Estimating the overall accuracy of core genome phylogenies
The range of recombination rates used in our simulation is higher than what most studies have reported for prokaryotes [14, 43]. It is difficult to give an overall estimate of recombination rate in prokaryotes, since these values are species-specific and different methodologies often give inconsistent estimates. Nevertheless, many species have been estimated to recombine with a rate ranging from 0 to 3, with a majority of species around r/m=1 [14]. If we consider that a typical prokaryote species recombines with r/m=1, we can anticipate that ~70% of the nodes of the reconstructed trees match the real tree topology. Under these approximate numbers, this would indicate that core genome phylogenies are generally correct for most prokaryote species, albeit not completely accurate.
Caveats and limitations
Modelling homologous recombination in prokaryotes is a complex endeavor and reported recombination rates can vary greatly across datasets and methods [43]. We simulated the evolution of prokaryotic core genomes under a various set of recombination rates, but it remains difficult to estimate what constitutes typical recombination rates in these organisms. In contrast to a previous study [33], our set of parameters covered a broader range of recombination rates, which likely explains the difference in our conclusions.

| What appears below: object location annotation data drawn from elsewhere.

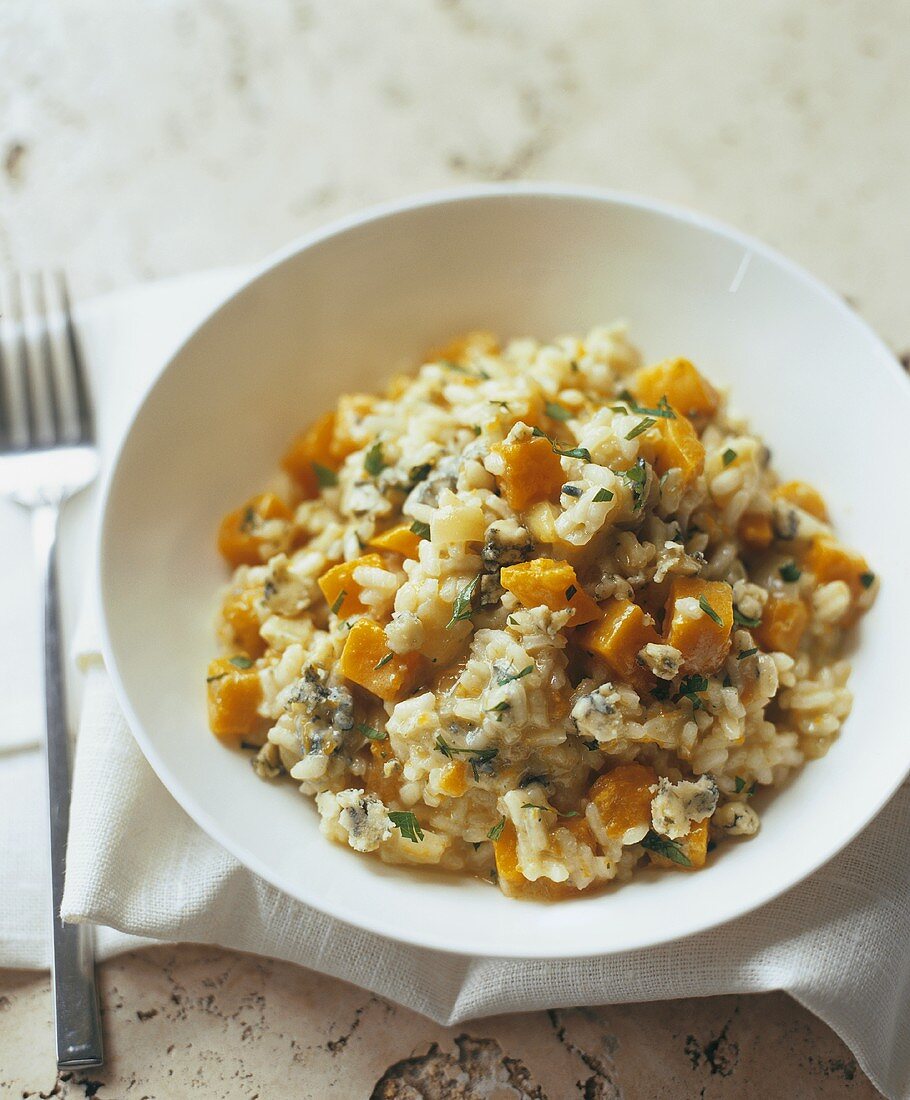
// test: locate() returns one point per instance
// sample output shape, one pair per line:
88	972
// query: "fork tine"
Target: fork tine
75	363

The recombination rates that we simulated appear more in line with rates typically reported in prokaryotes [14], but our analyses suggest that such results, inferred with phylogeny-based methods, are unlikely to yield accurate estimates when recombination rate is high and selection is strong. By using an empirical set of core genome phylogenies from prokaryote species encompassing diverse phyla, genome sizes and lifestyles, we attempted to simulate core genome evolution with recombination under more realistic conditions. However, recombination processes might be more complex in natural conditions, since rates of recombination can change over time and are likely impacted by population structure and ecology. Overall, more effort is needed to fully understand the relationship between recombination rate and population structure.